Un phénomène qui s'accélère

Karine Lecoq, associé gérant de Lazard Frères Gestion, constate une nette recrudescence des départs de contribuables fortunés depuis la dissolution de l'Assemblée nationale intervenue en juin 2024. « Le mouvement est réel, nous avons beaucoup de demandes d'évaluations d'expatriation fiscale mais aussi beaucoup de passages à l'acte », explique-t-elle, depuis ses bureaux de la rue de Courcelles, dans le très cossu VIIIe arrondissement de Paris. L'ingénierie fiscale, qu'elle dirige, enregistre une multiplication des sollicitations.

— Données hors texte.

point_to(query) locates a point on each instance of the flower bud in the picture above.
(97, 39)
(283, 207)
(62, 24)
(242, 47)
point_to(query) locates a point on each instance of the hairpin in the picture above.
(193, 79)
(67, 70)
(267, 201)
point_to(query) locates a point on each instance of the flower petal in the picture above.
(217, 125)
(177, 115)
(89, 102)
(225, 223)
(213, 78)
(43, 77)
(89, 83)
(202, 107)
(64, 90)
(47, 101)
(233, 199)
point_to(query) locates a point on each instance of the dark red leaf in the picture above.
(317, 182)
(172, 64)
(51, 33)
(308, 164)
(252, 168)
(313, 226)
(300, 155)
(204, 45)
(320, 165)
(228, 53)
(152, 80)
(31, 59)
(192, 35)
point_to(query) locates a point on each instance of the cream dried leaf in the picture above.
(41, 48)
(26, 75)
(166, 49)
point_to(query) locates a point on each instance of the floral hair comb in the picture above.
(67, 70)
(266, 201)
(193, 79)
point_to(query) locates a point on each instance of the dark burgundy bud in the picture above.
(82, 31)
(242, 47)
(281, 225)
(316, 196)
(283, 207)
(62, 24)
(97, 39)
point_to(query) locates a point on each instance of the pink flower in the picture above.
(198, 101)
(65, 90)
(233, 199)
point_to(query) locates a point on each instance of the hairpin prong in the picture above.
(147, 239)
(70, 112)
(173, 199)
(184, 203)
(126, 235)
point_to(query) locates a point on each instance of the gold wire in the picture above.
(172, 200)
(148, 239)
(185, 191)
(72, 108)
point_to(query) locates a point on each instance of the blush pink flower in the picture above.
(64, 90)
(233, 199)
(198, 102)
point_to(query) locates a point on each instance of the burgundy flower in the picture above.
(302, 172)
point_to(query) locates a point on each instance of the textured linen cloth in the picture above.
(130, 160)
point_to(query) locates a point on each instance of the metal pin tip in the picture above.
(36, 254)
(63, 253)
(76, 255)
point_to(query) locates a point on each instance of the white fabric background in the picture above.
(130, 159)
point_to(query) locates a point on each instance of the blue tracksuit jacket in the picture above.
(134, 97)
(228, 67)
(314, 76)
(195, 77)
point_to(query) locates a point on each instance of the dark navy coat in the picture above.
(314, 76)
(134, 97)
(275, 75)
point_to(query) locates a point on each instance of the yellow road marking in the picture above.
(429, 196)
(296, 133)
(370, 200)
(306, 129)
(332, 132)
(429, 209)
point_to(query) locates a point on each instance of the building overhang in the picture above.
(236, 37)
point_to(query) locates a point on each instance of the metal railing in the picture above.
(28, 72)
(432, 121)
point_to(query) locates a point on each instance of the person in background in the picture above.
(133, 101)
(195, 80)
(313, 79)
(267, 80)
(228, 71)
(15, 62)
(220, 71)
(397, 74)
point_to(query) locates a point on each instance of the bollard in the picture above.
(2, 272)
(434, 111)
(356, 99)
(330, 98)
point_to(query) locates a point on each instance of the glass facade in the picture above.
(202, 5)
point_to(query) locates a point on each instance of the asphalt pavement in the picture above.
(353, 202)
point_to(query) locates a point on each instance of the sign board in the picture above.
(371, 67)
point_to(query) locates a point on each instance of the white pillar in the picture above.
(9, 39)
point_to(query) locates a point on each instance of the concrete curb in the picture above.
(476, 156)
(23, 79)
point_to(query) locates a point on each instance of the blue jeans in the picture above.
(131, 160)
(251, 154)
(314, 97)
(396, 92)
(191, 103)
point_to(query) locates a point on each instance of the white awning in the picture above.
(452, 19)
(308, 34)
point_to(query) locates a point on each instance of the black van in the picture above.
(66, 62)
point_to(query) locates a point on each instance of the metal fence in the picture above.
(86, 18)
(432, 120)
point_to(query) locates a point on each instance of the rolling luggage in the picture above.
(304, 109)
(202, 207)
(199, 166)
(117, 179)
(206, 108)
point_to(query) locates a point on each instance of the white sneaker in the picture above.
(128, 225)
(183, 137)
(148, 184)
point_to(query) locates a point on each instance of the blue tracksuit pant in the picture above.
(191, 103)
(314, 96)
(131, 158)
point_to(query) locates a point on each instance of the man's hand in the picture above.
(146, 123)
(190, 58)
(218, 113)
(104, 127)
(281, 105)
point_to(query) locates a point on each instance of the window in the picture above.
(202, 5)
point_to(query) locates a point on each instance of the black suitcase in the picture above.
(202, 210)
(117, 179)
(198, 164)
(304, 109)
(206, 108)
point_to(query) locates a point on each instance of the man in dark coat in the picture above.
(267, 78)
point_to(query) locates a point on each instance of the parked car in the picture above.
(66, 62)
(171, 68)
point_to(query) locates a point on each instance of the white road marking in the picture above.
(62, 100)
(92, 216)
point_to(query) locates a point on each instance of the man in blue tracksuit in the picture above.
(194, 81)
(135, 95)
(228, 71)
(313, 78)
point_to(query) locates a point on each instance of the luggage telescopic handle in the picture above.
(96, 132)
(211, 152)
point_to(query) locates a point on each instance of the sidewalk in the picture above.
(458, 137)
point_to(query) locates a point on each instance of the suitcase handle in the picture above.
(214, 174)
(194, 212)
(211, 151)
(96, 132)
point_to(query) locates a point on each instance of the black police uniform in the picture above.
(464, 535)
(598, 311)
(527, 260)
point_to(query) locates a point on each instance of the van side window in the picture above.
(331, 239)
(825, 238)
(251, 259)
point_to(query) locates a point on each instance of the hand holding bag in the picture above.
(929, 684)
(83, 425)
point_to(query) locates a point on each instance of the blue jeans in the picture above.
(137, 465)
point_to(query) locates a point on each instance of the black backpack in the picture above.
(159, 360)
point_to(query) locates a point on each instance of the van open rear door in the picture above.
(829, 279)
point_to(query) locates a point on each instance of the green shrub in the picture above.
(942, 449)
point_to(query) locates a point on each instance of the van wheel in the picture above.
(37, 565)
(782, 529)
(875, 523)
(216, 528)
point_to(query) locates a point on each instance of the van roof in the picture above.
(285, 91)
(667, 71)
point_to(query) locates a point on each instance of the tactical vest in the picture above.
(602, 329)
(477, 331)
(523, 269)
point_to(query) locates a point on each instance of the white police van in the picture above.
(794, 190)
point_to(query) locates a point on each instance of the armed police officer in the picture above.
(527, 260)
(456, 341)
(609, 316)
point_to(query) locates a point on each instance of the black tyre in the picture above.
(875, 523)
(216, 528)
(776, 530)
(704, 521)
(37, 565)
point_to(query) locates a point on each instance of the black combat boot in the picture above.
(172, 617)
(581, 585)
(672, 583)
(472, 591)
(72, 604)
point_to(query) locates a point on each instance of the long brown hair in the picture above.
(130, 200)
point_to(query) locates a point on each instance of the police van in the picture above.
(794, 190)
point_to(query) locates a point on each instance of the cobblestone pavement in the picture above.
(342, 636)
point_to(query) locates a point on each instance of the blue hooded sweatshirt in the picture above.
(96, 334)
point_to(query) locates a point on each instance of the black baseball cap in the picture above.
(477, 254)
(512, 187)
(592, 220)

Des taxes récentes qui pèsent

Ce regain des départs s'explique principalement par l'adoption en France de deux nouvelles taxes visant les ménages aisés. Si le détail précis de ces mesures n'est pas détaillé dans les sources, il est établi qu'elles ont créé un climat d'incertitude et de défiance parmi les contribuables concernés. Les plus fortunés redoutent un alourdissement durable de leur fardeau fiscal, ce qui les incite à envisager sérieusement une expatriation.

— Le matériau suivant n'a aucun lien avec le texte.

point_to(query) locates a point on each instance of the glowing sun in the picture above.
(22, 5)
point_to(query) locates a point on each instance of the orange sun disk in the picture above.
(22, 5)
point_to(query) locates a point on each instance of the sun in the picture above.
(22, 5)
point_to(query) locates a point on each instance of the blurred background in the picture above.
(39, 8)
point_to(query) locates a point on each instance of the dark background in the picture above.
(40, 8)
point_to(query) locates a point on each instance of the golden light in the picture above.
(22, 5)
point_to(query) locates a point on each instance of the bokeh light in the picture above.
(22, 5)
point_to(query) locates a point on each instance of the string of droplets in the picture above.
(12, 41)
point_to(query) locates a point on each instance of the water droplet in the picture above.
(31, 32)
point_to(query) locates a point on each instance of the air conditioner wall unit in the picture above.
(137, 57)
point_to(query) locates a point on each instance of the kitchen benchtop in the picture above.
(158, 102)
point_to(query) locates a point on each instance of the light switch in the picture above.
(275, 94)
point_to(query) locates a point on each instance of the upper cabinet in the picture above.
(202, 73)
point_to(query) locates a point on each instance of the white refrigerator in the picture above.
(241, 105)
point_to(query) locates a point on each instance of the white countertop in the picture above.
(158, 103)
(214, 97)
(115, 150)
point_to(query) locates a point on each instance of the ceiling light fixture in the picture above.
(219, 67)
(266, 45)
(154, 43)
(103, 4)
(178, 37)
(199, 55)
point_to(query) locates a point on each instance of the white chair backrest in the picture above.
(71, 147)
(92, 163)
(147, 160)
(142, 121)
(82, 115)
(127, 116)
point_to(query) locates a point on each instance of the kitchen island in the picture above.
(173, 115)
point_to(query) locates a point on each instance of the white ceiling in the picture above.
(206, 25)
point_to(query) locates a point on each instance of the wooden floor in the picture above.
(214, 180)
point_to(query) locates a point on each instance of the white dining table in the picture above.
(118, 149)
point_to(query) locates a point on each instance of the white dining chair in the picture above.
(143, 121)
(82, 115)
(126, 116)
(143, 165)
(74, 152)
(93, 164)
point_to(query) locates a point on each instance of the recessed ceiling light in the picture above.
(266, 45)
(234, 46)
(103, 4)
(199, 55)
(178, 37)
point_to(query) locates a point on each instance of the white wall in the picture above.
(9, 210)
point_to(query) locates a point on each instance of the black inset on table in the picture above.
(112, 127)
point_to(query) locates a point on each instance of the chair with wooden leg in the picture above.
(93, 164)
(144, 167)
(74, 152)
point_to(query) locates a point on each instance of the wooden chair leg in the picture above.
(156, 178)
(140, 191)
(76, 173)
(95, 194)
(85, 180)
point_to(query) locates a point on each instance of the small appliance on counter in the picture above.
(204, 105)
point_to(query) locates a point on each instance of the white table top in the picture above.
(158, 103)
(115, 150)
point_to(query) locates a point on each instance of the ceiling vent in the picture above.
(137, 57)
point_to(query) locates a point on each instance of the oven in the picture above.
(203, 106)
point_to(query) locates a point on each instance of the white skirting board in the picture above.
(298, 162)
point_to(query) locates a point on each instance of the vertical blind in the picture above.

La concurrence internationale s'intensifie

Parallèlement, des pays voisins et plus lointains renforcent leur attractivité. L'Italie et la Suisse rivalisent d'ingéniosité pour attirer les riches Français. L'Italie propose par exemple des régimes fiscaux avantageux pour les nouveaux résidents, tandis que la Suisse maintient des systèmes cantonaux compétitifs. D'autres destinations, non citées précisément, complètent ce paysage concurrentiel.

Un effet d'entraînement

Le phénomène ne se limite pas à des cas isolés. Les professionnels du conseil patrimonial constatent un effet d'entraînement : les départs de certaines personnalités ou familles influentes incitent d'autres contribuables à suivre le même chemin. La crainte d'un alourdissement futur de la fiscalité, combinée à la visibilité des choix de certains, alimente un mouvement qui semble s'auto-alimenter.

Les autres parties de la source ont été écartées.